One can summarize Megan McArdle's point (and Kevin Drum's point here) as follows: "Some leftists were wrong about the least significant bits on the Iraq War; therefore, the arguments of anti-war advocates remain no more credible than those of people who were wrong about the most significant bits."

Of course, stated this way, nobody would dare make such an argument. Obviously, a decision procedure that leads to correct answers in the most significant bits is strictly preferable to one that gets the most significant bits wrong but the least significant ones right. Arguing otherwise is transparently stupid. So former hawks take a circuitous route that's no less stupid, but slightly less transparent. By filling the conversation with angels-dancing-on-the-heads-of-pins arguments about absolute isolationism and absolute pacifism and preventative war, McArdle and Drum hope to divert readers' attention to the least significant bits and induce the illusion that the most significant bits are not, in fact, far more significant.
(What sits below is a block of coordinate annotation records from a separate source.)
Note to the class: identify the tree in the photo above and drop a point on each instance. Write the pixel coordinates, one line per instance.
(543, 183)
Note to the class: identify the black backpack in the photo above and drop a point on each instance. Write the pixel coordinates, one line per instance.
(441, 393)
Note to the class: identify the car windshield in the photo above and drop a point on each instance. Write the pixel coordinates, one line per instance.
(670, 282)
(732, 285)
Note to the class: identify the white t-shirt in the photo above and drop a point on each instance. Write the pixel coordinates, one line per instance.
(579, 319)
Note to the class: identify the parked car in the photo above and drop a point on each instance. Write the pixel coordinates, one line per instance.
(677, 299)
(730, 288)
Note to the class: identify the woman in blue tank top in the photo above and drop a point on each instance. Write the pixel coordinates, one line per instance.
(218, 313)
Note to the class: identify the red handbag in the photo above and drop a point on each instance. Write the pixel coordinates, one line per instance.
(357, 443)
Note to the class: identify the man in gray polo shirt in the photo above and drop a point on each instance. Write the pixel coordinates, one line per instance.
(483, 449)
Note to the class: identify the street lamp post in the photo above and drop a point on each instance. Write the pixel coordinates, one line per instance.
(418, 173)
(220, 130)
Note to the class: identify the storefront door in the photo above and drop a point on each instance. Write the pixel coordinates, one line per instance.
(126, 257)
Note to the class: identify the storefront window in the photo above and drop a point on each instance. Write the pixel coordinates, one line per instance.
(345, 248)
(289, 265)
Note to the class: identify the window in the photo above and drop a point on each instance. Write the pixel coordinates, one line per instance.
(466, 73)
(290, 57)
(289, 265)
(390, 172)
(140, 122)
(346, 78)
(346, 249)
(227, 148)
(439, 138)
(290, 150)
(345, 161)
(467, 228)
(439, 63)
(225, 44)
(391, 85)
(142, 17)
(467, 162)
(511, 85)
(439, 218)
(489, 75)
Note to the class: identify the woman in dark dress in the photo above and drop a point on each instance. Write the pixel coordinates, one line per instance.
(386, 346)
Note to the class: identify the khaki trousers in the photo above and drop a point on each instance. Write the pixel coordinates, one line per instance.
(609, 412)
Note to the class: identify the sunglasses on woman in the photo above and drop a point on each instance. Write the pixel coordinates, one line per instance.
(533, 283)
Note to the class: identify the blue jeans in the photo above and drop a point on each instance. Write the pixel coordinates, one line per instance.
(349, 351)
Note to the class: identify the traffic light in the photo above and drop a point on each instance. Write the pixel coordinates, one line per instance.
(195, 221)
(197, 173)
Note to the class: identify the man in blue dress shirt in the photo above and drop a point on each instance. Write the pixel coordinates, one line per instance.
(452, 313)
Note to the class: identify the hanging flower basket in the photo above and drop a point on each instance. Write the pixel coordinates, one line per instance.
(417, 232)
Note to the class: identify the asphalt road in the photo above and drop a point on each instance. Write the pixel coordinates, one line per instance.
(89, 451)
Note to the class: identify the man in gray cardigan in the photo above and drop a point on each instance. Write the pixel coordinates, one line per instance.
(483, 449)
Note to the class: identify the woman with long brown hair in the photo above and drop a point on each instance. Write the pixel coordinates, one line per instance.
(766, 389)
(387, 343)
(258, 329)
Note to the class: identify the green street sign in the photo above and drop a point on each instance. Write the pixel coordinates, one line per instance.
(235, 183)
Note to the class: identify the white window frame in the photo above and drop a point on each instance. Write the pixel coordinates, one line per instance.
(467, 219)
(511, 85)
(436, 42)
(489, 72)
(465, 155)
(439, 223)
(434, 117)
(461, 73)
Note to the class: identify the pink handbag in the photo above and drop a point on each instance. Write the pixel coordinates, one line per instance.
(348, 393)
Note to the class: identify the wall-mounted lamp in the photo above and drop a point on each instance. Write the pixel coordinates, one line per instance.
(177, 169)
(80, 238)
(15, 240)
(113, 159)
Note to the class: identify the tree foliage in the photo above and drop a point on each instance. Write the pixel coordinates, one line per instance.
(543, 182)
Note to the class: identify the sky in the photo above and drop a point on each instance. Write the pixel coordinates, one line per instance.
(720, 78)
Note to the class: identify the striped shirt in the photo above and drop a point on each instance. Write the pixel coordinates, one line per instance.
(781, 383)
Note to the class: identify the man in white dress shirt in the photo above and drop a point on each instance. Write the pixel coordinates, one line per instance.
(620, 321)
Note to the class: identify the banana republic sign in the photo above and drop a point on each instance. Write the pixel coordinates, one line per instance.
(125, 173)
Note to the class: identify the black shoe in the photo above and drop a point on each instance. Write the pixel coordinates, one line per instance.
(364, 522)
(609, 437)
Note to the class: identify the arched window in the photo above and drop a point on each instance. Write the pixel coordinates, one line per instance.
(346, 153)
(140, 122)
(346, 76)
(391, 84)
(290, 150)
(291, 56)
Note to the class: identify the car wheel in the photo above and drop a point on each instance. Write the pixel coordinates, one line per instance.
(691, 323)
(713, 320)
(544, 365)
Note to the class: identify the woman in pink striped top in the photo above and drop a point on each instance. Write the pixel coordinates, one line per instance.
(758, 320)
And I suspect that McArdle and Drum even believe that they're talking about important subjects, despite the fact that virtually nobody actually believes in absolute isolationism or absolute pacifism, or that preventative war can never be justified. If you're arguing that "sometimes war can be justified", you're arguing with Quakers and half-mad hermits who live alone in the woods. To pretend otherwise requires massive cognitive dissonance, or a completely unprincipled and remorseless willingness to erect straw men, or both.

Of course, pundits have ample reason for cognitive dissonance. Pundits blow hot air around for a living. Their sense of self-worth depends on the belief that such vigorous thermoconvection makes them better qualified to judge matters of import than the hoi polloi, who rely on simple rules of thumb, like "War Is Bad". It literally does not compute in their minds that some shaggy dumbass off the street with a picket sign could have better judgment than, say, a professional writer for the Economist or the Washington Monthly.

But "War Is Bad" is a pretty good rule, because in the vast majority of practical cases, nonviolent action leads to better outcomes than war. "War Is Bad" gets the most significant bit right far more often than the punditological prestidigitation of which McArdle et al. are so fond. If all liberal (and "libertarian") hawks had shouted from the rooftops in 2002 that "War Is Bad" instead of the pseudo-nuanced bullshit they actually said, it would have strictly improved objective outcomes for the nation.

But rather than learn from this experience, McArdle's looking around for excuses to ignore the lesson. As an individual, of course, McArdle barely matters at all, but she's representative of a whole equivalence class of formerly hawkish intellectuals who want to emerge from this debacle without troubling themselves to rethink a single assumption.

Hence my despair and fury. The stupidity, the arrogance, the willful blindness; and these people will not be called to account. If anything, they'll be rewarded.